Apa yang dapat kita pelajari dari kedua peristiwa krisis tersebut di atas? Dengan jelas kita mengamati bahwa Tuhan menuntut sikap percaya penuh kepadaNya. Maksudnya, kita dituntut untuk percaya bahwa Dia adalah Allah yang mahakuasa yang sanggup menghentikan badai dan angin ribut (Mat. 8). Atau sekiranya, krisis itu tetap ada di sana, Dia sanggup membawa kita berjalan melewati krisis tersebut, sama seperti rasul Petrus dapat berjalan di atas air (Mat. 14).

Kasih dan kuasa Allah yang ajaib itulah yang dialami oleh banyak anak-anak Tuhan di sepanjang segala abad dan tempat. Seorang alumni lain mengisahkan bahwa ketika banyak alumni ketakutan mengalami PHK, dia malah mendapat tempat pekerjaan yang lebih baik dengan honorarium yang jauh lebih baik juga. Lebih dari sebulan yang lalu, seorang alumni lain yang berada di luar kota mengirimkan pesan sebagai berikut, ”Bang, tolong doakan. saya sedang mengalami ujian berat. Kiranya saya naik kelas dalam ujian ini. Setelah mengalami masalah dalam pekerjaan yang sedemikian penuh tantangan, anak saya ditabrak mobil ketika sedang mengendarai motor. Dia sedang dirawat di RS. Doakan juga agar yang menabrak mau menampakkan dirinya dan bertanggung jawab”. 

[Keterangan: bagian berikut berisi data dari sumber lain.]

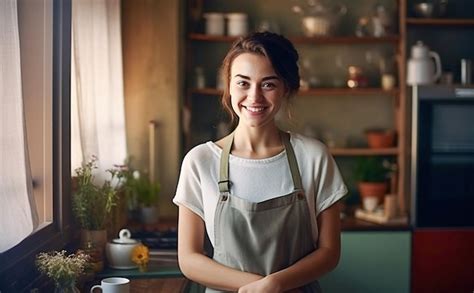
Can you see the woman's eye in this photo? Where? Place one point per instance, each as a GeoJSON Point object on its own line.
{"type": "Point", "coordinates": [242, 83]}
{"type": "Point", "coordinates": [268, 85]}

Saya sungguh tergerak membaca pesan tersebut dan segera memohon kepada Tuhan agar rekan tersebut dimampukan melewati krisis seperti dialami oleh rasul Petrus. Syukur, tidak lama kemudian dia mengirimkan pesan bahwa orang yang menabrak anaknya sudah ditemukan dan ada tanda-tanda yang baik dari orang tersebut. Dia juga berharap anaknya akan segera kuliah sebagaimana mestinya. Dan menurut pengamatan saya, dengan beriman kepada Tuhan, dia telah dimampukan berjalan melewati krisis yang dialaminya. Kiranya hal yang sama kita alami. Karena itu, di tengah-tengah krisis yang sedang melanda Indonesia, marilah kita semakin teguh beriman kepadaNya. Dengan demikian kita dapat menikmati kasih dan kuasaNya yang ajaib di tengah-tengah berbagai krisis yang sedang kita hadapi. Soli Deo gloria.